Era una normalissima sera di dicembre quando un incendio sconvolse la tranquillità di Erba, una località in provincia di Como. Quell’11 dicembre del 2006 segnò la vita di tanta gente e costò la vita a 4 persone, morirono Raffaella Castagna, il figlio Youssef, la signora Paola Galli (mamma di Raffaella) e la signora Valeria Cherubini, una vicina di casa che insieme al marito Mario Frigerio era accorsa dopo aver visto il fumo e sentito le grida.

strage di erba

Rosa Bazzi e Olindo Romano, una coppia di vicini, sono stati condannati all’ergastolo con l’accusa di essere gli autori di quella che è oramai passata alla storia come la Strage di Erba. Il primo ad avere sempre avuto dubbi sull’effettiva colpevolezza dei coniugi Romano è proprio Azouz Marzouk, compagno di Raffaella e papà del piccolo Youssef. Lui da sempre sostiene che non sono loro due gli autori di quella furia omicida, secondo lui le indagini non sono state fatte in maniera impeccabile e ci sarebbero troppe cose che non tornano.

strage di erbaOra anche i legali della coppia che è in carcere da quasi dieci anni hanno deciso di chiedere la revisione del processo. Secondo l’avvocato Nico D’ Ascola, avvocato della difesa insieme a Fabio Schembri e Luisa Bordeaux, nonché presidente della Commissione Giustizia del Senato, ci sono nuove prove della loro innocenza e in più è certo che la confessione fatta sia dalla Bazzi che dal Romano sia stata praticamente estorta all’inizio delle indagini.

In quanto alle prove che hanno portato alla condanna dei coniugi Romani, l’avvocato a Libero sottolinea che: “Ci sono due prove dichiarative, ossia la confessione di Rosa e Olindo e le dichiarazioni di Mario Frigerio, marito di una delle vittime, Valeria Cherubini, salvatosi perché creduto morto dagli assalitori, il quale riconosce inizialmente Olindo e non Rosa, che verrà riconosciuta dallo stesso solo nel corso del dibattimento.
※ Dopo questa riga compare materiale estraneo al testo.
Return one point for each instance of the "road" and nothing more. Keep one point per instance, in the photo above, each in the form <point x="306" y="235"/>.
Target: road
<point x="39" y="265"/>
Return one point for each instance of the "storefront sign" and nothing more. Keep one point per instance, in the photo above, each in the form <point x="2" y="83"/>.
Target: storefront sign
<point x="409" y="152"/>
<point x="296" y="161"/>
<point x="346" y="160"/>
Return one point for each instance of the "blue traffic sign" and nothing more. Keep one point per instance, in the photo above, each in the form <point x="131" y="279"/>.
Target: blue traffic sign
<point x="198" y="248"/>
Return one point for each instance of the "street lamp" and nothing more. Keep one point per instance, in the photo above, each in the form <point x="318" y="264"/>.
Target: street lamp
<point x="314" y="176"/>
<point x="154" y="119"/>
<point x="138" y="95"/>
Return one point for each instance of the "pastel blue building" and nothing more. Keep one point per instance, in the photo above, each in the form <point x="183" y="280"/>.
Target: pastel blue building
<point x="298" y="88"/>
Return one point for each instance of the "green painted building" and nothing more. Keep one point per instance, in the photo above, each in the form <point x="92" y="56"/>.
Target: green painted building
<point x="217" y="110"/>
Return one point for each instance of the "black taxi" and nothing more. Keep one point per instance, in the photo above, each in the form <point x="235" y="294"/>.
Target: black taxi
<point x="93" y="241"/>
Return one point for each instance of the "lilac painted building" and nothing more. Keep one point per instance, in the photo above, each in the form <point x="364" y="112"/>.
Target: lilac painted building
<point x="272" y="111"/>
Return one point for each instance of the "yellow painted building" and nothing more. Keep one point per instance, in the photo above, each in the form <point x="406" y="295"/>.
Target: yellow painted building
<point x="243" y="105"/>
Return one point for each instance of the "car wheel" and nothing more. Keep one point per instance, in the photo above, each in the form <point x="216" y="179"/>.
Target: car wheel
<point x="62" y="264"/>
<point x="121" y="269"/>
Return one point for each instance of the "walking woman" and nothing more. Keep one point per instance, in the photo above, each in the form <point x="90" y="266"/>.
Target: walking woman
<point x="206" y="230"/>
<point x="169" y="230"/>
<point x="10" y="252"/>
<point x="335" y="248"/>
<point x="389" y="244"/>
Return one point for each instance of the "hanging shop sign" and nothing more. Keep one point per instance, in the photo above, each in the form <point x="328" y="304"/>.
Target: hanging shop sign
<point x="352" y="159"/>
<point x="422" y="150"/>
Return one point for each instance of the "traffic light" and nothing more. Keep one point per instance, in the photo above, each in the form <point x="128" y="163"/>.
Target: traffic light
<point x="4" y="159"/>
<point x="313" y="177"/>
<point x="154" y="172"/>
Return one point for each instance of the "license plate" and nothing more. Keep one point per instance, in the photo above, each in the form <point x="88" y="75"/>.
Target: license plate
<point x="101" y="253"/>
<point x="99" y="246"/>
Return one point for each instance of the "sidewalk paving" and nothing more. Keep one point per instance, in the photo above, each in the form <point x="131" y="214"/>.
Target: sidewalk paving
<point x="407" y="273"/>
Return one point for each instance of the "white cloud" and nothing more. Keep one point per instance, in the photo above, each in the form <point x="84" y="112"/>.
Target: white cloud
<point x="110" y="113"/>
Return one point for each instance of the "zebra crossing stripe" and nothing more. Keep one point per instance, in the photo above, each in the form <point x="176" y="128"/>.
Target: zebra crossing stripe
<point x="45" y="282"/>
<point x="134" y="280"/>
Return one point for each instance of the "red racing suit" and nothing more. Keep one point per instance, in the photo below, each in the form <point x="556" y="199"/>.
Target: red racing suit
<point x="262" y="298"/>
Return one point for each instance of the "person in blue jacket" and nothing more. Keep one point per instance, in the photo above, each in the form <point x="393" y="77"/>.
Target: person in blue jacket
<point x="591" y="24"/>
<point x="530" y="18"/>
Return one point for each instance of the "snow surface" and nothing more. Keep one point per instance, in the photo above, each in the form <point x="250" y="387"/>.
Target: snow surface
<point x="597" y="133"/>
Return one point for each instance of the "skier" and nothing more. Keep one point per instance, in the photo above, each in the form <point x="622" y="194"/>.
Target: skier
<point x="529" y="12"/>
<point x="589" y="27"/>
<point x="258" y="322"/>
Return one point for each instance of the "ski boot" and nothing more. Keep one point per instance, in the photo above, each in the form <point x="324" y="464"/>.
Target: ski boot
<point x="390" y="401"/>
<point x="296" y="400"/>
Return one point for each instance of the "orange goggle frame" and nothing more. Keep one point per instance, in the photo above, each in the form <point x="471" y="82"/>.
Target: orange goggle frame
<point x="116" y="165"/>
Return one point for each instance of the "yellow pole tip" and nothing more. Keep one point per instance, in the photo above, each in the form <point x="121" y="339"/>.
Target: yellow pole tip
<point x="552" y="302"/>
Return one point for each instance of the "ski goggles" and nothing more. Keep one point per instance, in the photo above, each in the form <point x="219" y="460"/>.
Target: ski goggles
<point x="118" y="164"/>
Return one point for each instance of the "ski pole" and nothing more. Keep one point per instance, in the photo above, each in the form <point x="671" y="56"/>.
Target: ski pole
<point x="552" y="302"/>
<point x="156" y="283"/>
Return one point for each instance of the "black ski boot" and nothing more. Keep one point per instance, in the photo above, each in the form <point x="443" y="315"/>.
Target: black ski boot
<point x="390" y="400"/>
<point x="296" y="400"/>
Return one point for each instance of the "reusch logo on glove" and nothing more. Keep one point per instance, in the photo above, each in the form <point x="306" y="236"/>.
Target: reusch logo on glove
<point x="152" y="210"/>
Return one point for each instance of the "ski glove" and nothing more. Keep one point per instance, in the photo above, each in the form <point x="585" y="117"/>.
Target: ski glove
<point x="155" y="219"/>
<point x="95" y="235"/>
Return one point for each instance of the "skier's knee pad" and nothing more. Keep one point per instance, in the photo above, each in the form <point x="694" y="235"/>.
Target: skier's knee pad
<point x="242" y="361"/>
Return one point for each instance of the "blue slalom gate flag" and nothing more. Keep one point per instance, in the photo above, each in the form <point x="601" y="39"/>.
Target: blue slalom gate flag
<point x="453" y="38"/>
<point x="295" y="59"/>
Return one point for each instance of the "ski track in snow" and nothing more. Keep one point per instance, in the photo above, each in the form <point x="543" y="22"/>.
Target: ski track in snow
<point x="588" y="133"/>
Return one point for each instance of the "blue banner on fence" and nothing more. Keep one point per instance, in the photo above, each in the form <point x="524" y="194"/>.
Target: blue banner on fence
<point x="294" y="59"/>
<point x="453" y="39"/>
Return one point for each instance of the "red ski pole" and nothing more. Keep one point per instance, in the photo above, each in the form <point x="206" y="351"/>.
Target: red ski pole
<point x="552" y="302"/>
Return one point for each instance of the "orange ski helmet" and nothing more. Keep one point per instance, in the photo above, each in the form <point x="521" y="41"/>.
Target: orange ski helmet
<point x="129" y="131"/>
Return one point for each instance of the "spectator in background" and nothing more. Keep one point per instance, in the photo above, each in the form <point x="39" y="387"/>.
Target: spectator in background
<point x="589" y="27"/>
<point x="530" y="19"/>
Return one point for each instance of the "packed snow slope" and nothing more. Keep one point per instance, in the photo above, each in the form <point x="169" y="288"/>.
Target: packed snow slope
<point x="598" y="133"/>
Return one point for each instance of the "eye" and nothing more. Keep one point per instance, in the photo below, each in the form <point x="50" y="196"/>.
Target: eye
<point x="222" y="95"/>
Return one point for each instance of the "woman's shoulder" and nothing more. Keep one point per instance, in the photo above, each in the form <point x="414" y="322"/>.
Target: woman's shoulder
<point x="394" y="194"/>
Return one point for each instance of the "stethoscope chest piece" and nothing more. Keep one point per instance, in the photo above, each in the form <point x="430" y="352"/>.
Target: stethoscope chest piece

E poi la presenza di una traccia ematica sul battitacco della portiera anteriore sinistra della macchina di Olindo“.

E poi a proposito della confessione di Rosa e Olindo spiega: “È vero che i Romano confessano la loro responsabilità, ma lo fanno sulla base di una ricostruzione dei fatti nella quale l’ avvocato Schembri è stato capace di individuare ben 384 contraddizioni rispetto alla realtà dei fatti che risulta da prove oggettive e accertate”. 

Ma chi sono realmente i coniugi Romano? “Persone semplici, pacifiche, che ogni Natale ci mandano le letterine di auguri simili a quelle dei bambini, con un titolo di studio assurdamente minimo, quasi analfabeti, hanno sempre svolto attività umili, non sono persone dalle quali si possa pretendere la macchinazione, la predisposizione artificiosa di chissà quali difese, perché questo non è nella loro natura, come dimostrano le perizie psichiatriche oltre che tutta la loro vita. Poi torna sulla confessione che a suo dire deriva dal rapporto di succubanza che lega Olindo a Rosa e che rende prioritario l’obiettivo di continuare a vivere insieme ancorché fossero stati condannati per un crimine non commesso”.

strage di erba

 

Ma c’è ancora una cosa che ci tiene a chiarire: né nella casa dei Romano né sui loro abiti vennero rinvenute tracce di sangue. “Dopo una simile macelleria in cui fu sparsa una quantità impressionante di sangue, sarebbe stato impossibile per gli autori degli omicidi risultare esenti da qualsiasi macchia”. 

Non è ancora possibile sapere se ci sarà la revisione del processo, ma con tutte queste cose che non tornano sarebbe davvero il caso di approfondire e arrivare una volta per tutte alla verità. Al momento c’è solo quella processuale ma presenta alcune lacune che devono essere colmate. Rosa Bazzi e Olindo Romano sono davvero colpevoli come hanno stabilito i giudici condannandoli all’ergastolo, o come sostiene il loro avvocato sono solo due ‘poveracci’ che si sono trovati coinvolti loro malgrado in una cosa più grande di loro?